Leonardo sempre se orgulhara de conhecer a irmã melhor do que ninguém. Cresceram juntos, dividiram segredos de infância, confidências inocentes que pareciam fortalecer uma cumplicidade inabalável. Por isso, nos últimos tempos, o comportamento de Laura lhe parecia estranho demais para ser apenas coincidência.
Ele começou a reparar nos detalhes. As mensagens que ela recebia e respondia rápido demais, como se tivesse medo de perder algum momento importante. As desculpas repetidas sobre compromissos na faculdade, sempre no mesmo horário, quase sempre no mesmo tom ensaiado. E o que mais chamava atenção: o jeito como Higor mudava de assunto quando o nome dela surgia em uma conversa qualquer.
Era um incômodo silencioso, que crescia dentro dele como uma pulga atrás da orelha.
Naquela noite de sexta-feira, os três estavam à mesa para o jantar. A mãe tinha saído para visitar uma tia e o pai ainda não tinha voltado do trabalho, então o ambiente parecia tranquilo demais para o turbilhão que Leonardo carregava na mente.
Ele observava discretamente enquanto Laura mexia no prato, distraída, e Higor fingia estar mais interessado no celular do que na comida. O clima estava comum demais, mas, para Leonardo, cada gesto tinha peso.
Respirou fundo e resolveu testar o terreno.

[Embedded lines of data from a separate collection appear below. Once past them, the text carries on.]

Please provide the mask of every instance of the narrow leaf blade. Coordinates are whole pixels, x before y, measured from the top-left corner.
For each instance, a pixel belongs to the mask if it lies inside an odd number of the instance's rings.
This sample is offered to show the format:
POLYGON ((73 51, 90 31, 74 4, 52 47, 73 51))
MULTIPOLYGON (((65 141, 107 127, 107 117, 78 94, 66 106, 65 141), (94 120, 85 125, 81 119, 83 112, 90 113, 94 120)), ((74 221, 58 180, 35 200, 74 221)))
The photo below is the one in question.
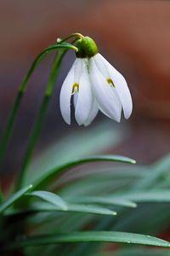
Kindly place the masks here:
POLYGON ((32 191, 31 193, 28 193, 27 195, 41 198, 56 207, 59 207, 62 210, 66 211, 68 208, 66 202, 60 196, 54 193, 48 191, 32 191))
POLYGON ((32 189, 32 185, 26 186, 26 188, 17 191, 11 197, 9 197, 6 201, 4 201, 0 206, 0 213, 4 212, 7 208, 8 208, 11 205, 15 203, 19 199, 20 199, 26 192, 32 189))
POLYGON ((126 232, 115 232, 115 231, 85 231, 75 232, 65 235, 46 235, 37 236, 25 238, 20 241, 16 241, 14 247, 26 247, 26 246, 37 246, 55 244, 62 242, 118 242, 128 244, 139 244, 147 246, 156 246, 170 247, 170 242, 140 234, 126 233, 126 232))

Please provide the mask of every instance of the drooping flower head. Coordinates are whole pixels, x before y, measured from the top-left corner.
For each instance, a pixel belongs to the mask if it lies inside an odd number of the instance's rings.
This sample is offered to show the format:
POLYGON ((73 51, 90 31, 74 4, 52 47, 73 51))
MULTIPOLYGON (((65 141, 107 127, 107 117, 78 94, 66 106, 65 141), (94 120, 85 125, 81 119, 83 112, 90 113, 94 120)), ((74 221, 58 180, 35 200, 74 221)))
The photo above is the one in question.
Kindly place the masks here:
POLYGON ((79 39, 76 47, 76 59, 60 91, 60 109, 65 121, 71 124, 71 96, 79 125, 89 125, 99 110, 117 122, 123 110, 128 119, 133 103, 123 76, 98 52, 95 42, 89 37, 79 39))

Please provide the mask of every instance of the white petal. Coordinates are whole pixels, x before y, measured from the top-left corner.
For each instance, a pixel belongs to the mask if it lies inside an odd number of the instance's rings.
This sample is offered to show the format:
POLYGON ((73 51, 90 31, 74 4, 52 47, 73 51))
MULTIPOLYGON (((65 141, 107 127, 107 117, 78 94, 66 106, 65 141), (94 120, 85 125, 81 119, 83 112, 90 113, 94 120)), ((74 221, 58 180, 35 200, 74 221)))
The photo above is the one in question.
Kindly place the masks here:
POLYGON ((76 65, 75 67, 75 76, 74 76, 74 82, 79 84, 80 77, 82 73, 82 59, 77 58, 76 59, 76 65))
POLYGON ((116 90, 122 105, 124 116, 126 119, 128 119, 133 111, 133 102, 127 81, 125 80, 124 77, 101 55, 98 55, 98 59, 100 59, 100 62, 105 64, 109 76, 116 86, 116 90))
POLYGON ((119 122, 122 106, 115 94, 115 88, 107 83, 93 57, 89 60, 89 70, 92 88, 99 108, 108 117, 119 122))
POLYGON ((73 95, 73 103, 74 103, 74 108, 76 108, 76 106, 77 99, 78 99, 78 94, 74 93, 74 95, 73 95))
POLYGON ((92 123, 92 121, 94 119, 96 115, 98 114, 99 108, 97 107, 97 104, 95 101, 94 100, 94 106, 92 107, 92 110, 90 111, 90 113, 86 120, 86 122, 83 124, 85 126, 88 126, 92 123))
POLYGON ((72 92, 72 86, 74 84, 74 71, 76 63, 77 61, 76 60, 63 83, 60 96, 61 114, 64 120, 68 125, 71 125, 71 97, 72 92))
POLYGON ((82 60, 82 73, 79 82, 79 91, 76 104, 75 118, 79 125, 85 123, 93 106, 93 94, 85 60, 82 60))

— Você tem saído bastante ultimamente, Laura… — disse de repente, sem disfarçar a curiosidade na voz. — Tá conhecendo alguém?
A reação dela foi imediata. Tossiu, quase engasgando com a comida, e levou alguns segundos para recuperar a naturalidade.
— Não… claro que não. É só estudo.
A resposta veio rápida demais, o olhar dela não encontrou o dele, e isso foi suficiente para acender ainda mais as suspeitas.
Leonardo desviou os olhos para Higor. O amigo, que até então estava com o celular na mão, deixou o aparelho de lado e apenas empurrou o garfo no prato, sem comentar nada. A expressão dele estava controlada demais, como quem se esforça para não ser notado.
Um silêncio incômodo tomou conta da mesa. O barulho dos talheres parecia mais alto que o normal.
— É, faculdade dá trabalho mesmo — Leonardo comentou, fingindo naturalidade. Mas por dentro, estava atento a cada detalhe.
Laura forçou um sorriso e voltou a mexer na comida, mas não conseguiu relaxar. Higor manteve-se quieto, quase imóvel, como se qualquer palavra fosse comprometer mais do que deveria.
Depois do jantar, quando Laura se levantou dizendo que precisava revisar uns textos, Leonardo ficou sozinho com Higor na cozinha. O amigo começou a recolher os pratos, como se quisesse evitar a conversa. Mas Leonardo não deixou passar.
— Você anda estranho, sabia? — falou em tom baixo, observando cada reação.
Higor parou por um segundo, mas logo retomou o movimento, colocando o prato na pia.
— Estranho como?
Leonardo cruzou os braços.
— Sei lá… parece que evita falar algumas coisas quando a Laura tá por perto.
Higor soltou uma risada curta, tentando disfarçar.
— Você tá viajando, cara.
Mas o olhar rápido, desconfortável, foi suficiente para Leonardo perceber que havia algo escondido. Não insistiu naquele momento. Preferiu guardar a suspeita para si, para que amadurecesse.
Mais tarde, deitado na cama, ficou encarando o teto. As peças começavam a se encaixar na sua mente. Os olhares rápidos entre os dois, as desculpas esfarrapadas, a forma como Laura ficava sempre na defensiva quando perguntava sobre sua vida.
Naquele instante, Leonardo jurou para si mesmo que não descansaria até descobrir a verdade. Se havia um segredo sendo escondido debaixo do seu próprio teto, ele faria questão de revelar.
E, no fundo, um sentimento de traição já começava a nascer dentro dele, ainda sem provas, mas carregado de uma certeza incômoda.